Os faraós venceram a Argentina, atual campeã mundial, por 2 a 0 no Estádio de Atlanta.
Uma vaga nos quartos-de-final – a primeira – acenava para o país africano louco por futebol.
Então as coisas deram errado. Erro horrível.
Quando Cristian Romero reduziu a desvantagem aos 79 minutos, foi o caso do Egipto se esforçar. Mas pareceram entrar em pânico quando o capitão Lionel Messi – quem mais? – Quatro minutos depois o 2-2.
Enzo Fernandez deu então uma reviravolta notável com um cabeceamento no segundo minuto dos acréscimos.
O Egito caiu e foi eliminado – e completamente furioso depois que o árbitro assistente de vídeo (VAR) anulou o segundo gol de Mostafa Zico por falta, depois que o meio-campista Marwan Attia foi penalizado por uma falta leve em Lisandro Martinez no início da ação, quando eles estavam vencendo por 1 a 0.
Eles também foram inflexíveis ao afirmar que Mohamed Salah sofreu falta na grande área argentina segundos antes de o atual campeão marcar a vitória.
“Há muita inconsistência no momento com o VAR e as decisões e até onde você vai para tomar uma decisão”, disse o especialista em futebol egípcio Ahmad Yousef à BBC Radio 5 Live.
“Uma distância tão longa foi passada e a falta foi mínima, então entendo perfeitamente por que a equipe técnica e a equipe egípcia estão tão decepcionadas.”
Quando o árbitro francês François Letexier assinou o jogo a tempo inteiro, muitos jogadores egípcios caíram no chão, incrédulos com o que acabara de acontecer.
Salah trocou de camisa com seu ex-companheiro de Liverpool, Alexis MacAllister, antes de deixar o campo com a cabeça baixa enquanto outros jogadores balançavam a cabeça.

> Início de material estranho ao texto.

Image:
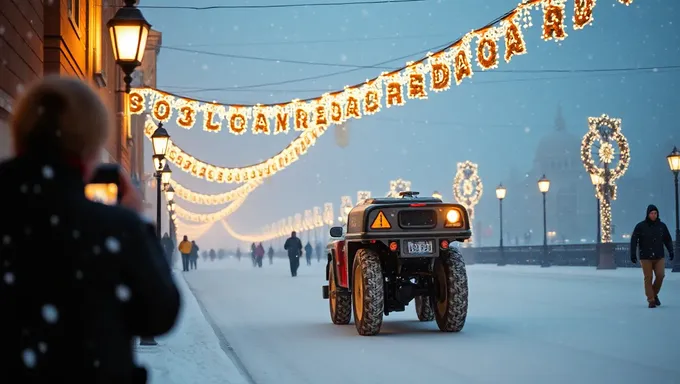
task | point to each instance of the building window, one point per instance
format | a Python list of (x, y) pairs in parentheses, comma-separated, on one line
[(74, 12)]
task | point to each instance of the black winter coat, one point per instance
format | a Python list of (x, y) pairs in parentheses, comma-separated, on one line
[(651, 237), (78, 280)]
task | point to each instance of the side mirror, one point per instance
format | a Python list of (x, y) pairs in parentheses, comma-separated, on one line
[(336, 231)]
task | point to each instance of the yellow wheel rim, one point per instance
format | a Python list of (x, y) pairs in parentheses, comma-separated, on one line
[(358, 288)]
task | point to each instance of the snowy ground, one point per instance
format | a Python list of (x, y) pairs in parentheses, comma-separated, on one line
[(191, 353), (525, 325)]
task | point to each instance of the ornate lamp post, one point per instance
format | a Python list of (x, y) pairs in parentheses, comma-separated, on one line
[(129, 31), (597, 181), (544, 187), (500, 195), (159, 141), (468, 188), (674, 164), (604, 136)]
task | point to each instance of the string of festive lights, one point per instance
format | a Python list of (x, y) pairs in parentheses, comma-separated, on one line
[(242, 191), (206, 171), (444, 67)]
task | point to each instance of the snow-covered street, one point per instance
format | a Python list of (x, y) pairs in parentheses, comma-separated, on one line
[(525, 325)]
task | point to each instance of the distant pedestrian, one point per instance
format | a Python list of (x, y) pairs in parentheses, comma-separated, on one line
[(651, 235), (193, 259), (294, 247), (308, 253), (185, 250)]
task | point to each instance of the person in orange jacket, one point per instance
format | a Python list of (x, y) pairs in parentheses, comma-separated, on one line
[(185, 249)]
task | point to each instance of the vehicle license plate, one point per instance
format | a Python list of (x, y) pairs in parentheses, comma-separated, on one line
[(419, 247)]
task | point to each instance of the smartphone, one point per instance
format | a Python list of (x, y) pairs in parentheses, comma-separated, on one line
[(104, 187)]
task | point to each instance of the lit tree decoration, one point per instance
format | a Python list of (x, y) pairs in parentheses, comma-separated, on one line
[(328, 215), (604, 137), (345, 206), (397, 186), (467, 187), (363, 195)]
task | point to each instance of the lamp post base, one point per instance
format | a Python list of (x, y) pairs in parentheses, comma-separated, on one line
[(147, 341), (606, 256)]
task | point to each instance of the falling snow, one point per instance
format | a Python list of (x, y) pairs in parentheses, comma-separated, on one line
[(48, 172), (29, 357), (123, 292), (8, 278), (50, 313), (112, 244)]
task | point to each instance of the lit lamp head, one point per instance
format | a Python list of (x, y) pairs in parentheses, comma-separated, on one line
[(169, 193), (500, 192), (674, 160), (159, 141), (165, 174), (544, 185), (129, 32), (596, 179)]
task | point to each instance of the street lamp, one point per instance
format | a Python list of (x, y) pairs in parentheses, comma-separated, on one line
[(544, 187), (500, 195), (674, 164), (129, 31), (159, 141), (169, 193), (597, 180)]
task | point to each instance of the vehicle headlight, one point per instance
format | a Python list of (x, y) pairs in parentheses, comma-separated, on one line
[(453, 218)]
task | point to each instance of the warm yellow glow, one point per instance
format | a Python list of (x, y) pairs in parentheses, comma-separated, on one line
[(500, 192), (453, 216), (544, 185), (674, 160), (130, 44), (595, 178)]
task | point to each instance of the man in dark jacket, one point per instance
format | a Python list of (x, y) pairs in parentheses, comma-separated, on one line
[(294, 247), (651, 235)]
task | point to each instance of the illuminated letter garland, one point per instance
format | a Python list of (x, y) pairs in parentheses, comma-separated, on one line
[(217, 199), (453, 63), (607, 132), (202, 170)]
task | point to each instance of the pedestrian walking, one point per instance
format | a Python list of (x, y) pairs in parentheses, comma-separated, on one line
[(185, 249), (650, 236), (294, 247), (81, 280)]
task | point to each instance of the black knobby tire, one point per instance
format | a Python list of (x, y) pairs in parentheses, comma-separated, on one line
[(340, 306), (425, 308), (368, 292), (451, 287)]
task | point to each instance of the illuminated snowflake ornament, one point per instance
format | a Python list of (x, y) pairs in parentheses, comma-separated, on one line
[(604, 137), (467, 186)]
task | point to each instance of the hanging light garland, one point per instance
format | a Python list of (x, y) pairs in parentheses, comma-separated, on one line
[(450, 65), (606, 132), (216, 199), (213, 173)]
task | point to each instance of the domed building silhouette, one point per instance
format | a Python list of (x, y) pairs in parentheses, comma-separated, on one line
[(570, 202)]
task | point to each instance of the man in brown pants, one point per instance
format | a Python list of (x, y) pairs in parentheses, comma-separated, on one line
[(651, 235)]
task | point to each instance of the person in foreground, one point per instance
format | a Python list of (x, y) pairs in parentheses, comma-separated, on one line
[(79, 280), (651, 235)]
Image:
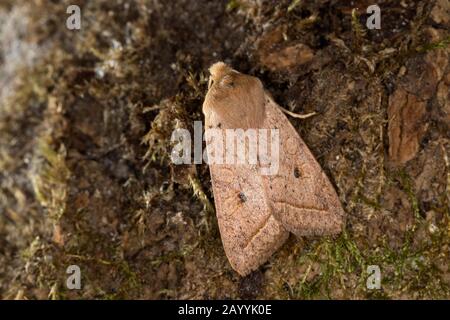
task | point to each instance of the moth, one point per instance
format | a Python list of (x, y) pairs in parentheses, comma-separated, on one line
[(255, 211)]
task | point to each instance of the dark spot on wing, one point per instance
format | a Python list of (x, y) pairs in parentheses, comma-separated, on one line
[(296, 173)]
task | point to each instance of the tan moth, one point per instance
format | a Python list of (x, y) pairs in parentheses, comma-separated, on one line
[(257, 211)]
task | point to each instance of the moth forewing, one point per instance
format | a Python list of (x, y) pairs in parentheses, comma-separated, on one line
[(258, 203)]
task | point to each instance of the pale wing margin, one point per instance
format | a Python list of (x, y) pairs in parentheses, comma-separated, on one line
[(302, 197)]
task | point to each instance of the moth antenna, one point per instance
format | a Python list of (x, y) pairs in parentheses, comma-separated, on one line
[(297, 115)]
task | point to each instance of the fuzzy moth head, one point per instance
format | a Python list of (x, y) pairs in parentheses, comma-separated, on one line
[(220, 72), (234, 100)]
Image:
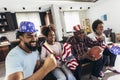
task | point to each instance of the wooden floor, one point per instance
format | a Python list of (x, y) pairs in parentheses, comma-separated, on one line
[(108, 74)]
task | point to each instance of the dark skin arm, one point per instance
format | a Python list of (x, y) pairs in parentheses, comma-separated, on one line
[(49, 64)]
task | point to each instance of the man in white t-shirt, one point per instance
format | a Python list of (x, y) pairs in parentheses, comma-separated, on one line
[(22, 60)]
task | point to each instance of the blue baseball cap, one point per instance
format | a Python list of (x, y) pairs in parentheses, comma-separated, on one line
[(27, 26)]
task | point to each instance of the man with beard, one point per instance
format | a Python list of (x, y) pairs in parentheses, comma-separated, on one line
[(21, 60), (80, 49), (98, 29)]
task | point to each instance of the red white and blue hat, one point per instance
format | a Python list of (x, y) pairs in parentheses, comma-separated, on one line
[(27, 26), (77, 28)]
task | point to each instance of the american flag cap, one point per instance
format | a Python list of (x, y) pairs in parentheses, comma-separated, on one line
[(27, 26), (77, 28)]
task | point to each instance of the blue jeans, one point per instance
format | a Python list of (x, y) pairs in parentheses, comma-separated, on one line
[(63, 73)]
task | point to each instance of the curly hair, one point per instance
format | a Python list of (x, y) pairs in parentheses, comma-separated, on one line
[(95, 24), (46, 29)]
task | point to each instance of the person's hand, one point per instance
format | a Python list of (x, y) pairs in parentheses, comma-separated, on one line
[(101, 37), (50, 63)]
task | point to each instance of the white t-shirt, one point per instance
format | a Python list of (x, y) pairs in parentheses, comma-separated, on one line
[(18, 60)]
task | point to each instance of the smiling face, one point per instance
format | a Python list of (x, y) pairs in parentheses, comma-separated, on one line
[(29, 41)]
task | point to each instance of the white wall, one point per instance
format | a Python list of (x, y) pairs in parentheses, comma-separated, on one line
[(109, 7)]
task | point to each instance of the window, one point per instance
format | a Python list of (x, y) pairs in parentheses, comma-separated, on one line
[(71, 19)]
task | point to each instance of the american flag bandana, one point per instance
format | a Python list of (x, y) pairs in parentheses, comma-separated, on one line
[(68, 58)]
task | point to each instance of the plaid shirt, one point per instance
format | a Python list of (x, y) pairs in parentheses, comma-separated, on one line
[(81, 46)]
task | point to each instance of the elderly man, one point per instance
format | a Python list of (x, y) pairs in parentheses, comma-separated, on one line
[(21, 60), (80, 49)]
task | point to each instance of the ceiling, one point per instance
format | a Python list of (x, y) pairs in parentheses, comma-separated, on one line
[(42, 5)]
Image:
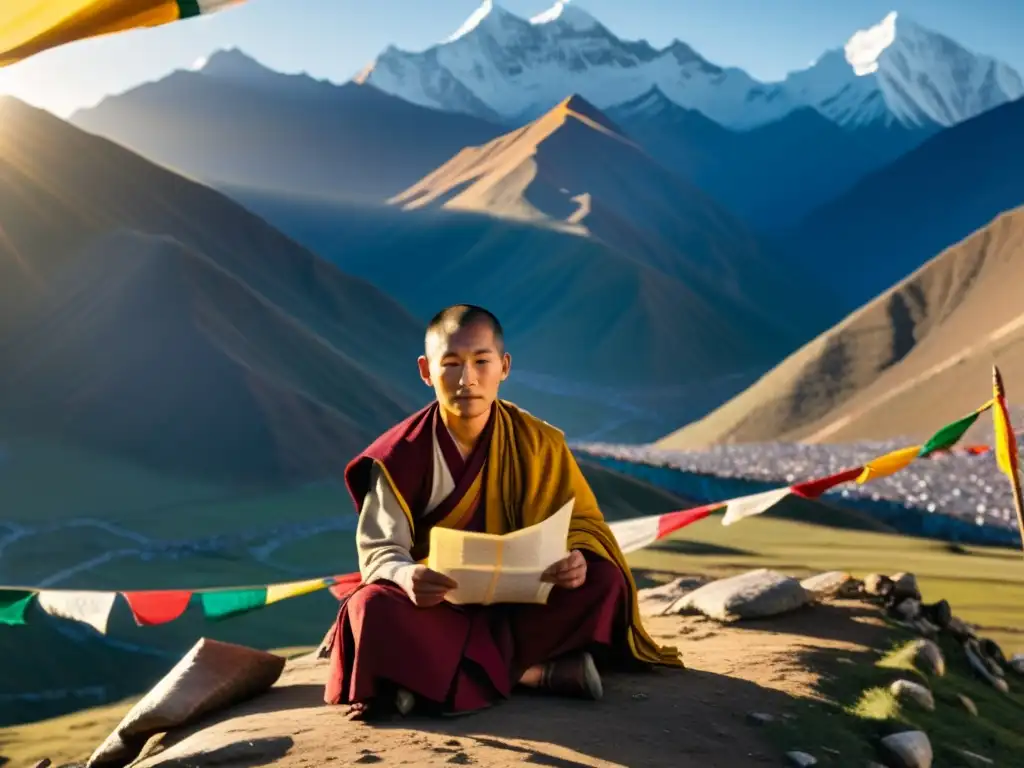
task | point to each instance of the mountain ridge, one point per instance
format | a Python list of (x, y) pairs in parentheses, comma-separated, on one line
[(501, 64)]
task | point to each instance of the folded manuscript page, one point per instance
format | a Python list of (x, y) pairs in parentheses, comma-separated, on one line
[(501, 568)]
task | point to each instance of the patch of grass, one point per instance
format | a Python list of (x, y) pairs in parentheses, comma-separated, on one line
[(984, 586), (73, 737)]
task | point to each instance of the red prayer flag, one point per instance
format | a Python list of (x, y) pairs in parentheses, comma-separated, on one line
[(345, 585), (814, 488), (153, 607)]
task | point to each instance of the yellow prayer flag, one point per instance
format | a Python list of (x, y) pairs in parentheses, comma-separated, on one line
[(275, 592), (31, 27), (889, 464), (1006, 440)]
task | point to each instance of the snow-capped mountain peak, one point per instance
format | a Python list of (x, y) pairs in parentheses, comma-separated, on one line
[(504, 68), (568, 13), (900, 72), (500, 65), (488, 16), (865, 46)]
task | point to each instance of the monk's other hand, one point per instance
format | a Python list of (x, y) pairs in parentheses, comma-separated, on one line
[(427, 588), (568, 572)]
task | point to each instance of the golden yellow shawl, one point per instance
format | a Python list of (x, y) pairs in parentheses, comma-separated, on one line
[(530, 474)]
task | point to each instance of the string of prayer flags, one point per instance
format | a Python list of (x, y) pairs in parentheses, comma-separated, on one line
[(226, 603), (31, 27), (641, 531), (151, 608), (1006, 446), (1006, 440), (13, 603), (943, 440), (950, 434), (89, 607)]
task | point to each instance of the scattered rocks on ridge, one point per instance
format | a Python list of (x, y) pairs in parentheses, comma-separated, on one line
[(928, 657), (753, 595), (904, 691), (907, 750), (801, 759)]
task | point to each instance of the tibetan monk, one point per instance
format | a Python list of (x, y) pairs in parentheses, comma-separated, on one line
[(472, 461)]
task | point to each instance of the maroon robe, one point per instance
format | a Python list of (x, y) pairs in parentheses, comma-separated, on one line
[(456, 658)]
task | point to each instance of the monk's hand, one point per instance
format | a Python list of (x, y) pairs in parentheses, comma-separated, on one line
[(427, 588), (568, 572)]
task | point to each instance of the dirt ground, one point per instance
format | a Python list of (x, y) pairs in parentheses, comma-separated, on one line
[(696, 717)]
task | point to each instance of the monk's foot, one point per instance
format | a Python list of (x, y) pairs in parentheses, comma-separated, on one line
[(403, 701), (573, 675)]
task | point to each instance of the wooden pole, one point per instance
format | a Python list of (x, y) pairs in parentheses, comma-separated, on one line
[(998, 391)]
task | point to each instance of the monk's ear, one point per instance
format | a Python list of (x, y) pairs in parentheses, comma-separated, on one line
[(424, 366)]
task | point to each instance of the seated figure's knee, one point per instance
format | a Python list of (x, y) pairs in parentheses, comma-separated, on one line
[(605, 574), (374, 602)]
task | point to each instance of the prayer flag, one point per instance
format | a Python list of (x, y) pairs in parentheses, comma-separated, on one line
[(889, 464), (814, 488), (755, 504), (225, 603), (640, 531), (946, 437), (12, 606), (31, 27), (153, 607), (89, 607), (276, 592), (1006, 440)]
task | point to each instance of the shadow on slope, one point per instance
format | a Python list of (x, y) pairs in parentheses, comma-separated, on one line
[(893, 220), (144, 312), (601, 343), (237, 122)]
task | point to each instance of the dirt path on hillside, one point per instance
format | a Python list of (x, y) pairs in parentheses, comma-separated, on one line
[(683, 719)]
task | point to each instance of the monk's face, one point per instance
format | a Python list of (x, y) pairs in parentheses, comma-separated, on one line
[(465, 368)]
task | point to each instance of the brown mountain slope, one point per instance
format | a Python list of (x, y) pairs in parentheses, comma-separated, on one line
[(916, 356), (150, 316), (572, 169)]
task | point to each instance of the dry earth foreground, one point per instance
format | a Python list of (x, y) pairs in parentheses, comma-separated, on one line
[(830, 671)]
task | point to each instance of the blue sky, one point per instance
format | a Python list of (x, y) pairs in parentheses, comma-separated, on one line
[(335, 38)]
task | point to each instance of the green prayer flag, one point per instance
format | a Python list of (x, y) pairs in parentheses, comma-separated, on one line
[(225, 603), (12, 606), (949, 434)]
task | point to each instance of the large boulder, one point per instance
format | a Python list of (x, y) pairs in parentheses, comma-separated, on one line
[(752, 595)]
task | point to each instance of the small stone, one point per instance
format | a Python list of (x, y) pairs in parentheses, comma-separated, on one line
[(974, 760), (968, 704), (801, 759), (904, 585), (960, 629), (878, 585), (826, 585), (1017, 664), (981, 669), (938, 613), (904, 691), (907, 750), (991, 650), (908, 608), (926, 628), (928, 657)]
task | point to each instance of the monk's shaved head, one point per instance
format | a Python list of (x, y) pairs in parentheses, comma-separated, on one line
[(458, 316)]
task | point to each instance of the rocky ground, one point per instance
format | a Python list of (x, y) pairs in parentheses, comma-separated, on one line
[(829, 671)]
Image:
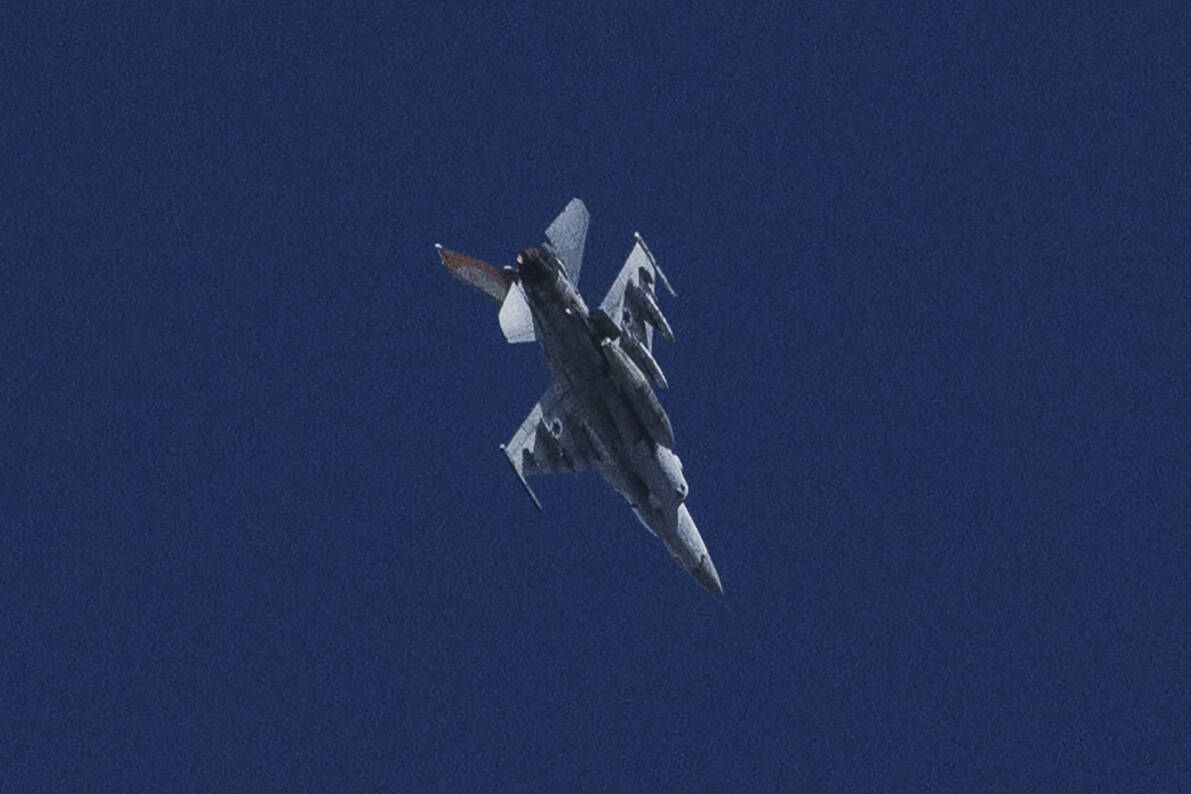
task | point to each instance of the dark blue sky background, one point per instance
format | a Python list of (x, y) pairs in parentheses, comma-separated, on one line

“Houve tantas subtramas e histórias nesta partida”, disse o ex-goleiro inglês Paul Robinson, que trabalhou na base da BBC Radio 5 Live.
Essa partida teve de tudo: uma defesa de pênalti, um gol anulado, um cartão vermelho e uma reviravolta emocionante.
A BBC Sport tem uma partida que ficará para a história das Copas do Mundo, pois apresenta um time que estava com dois gols a menos no final, mas acabou vencendo sem precisar de prorrogação.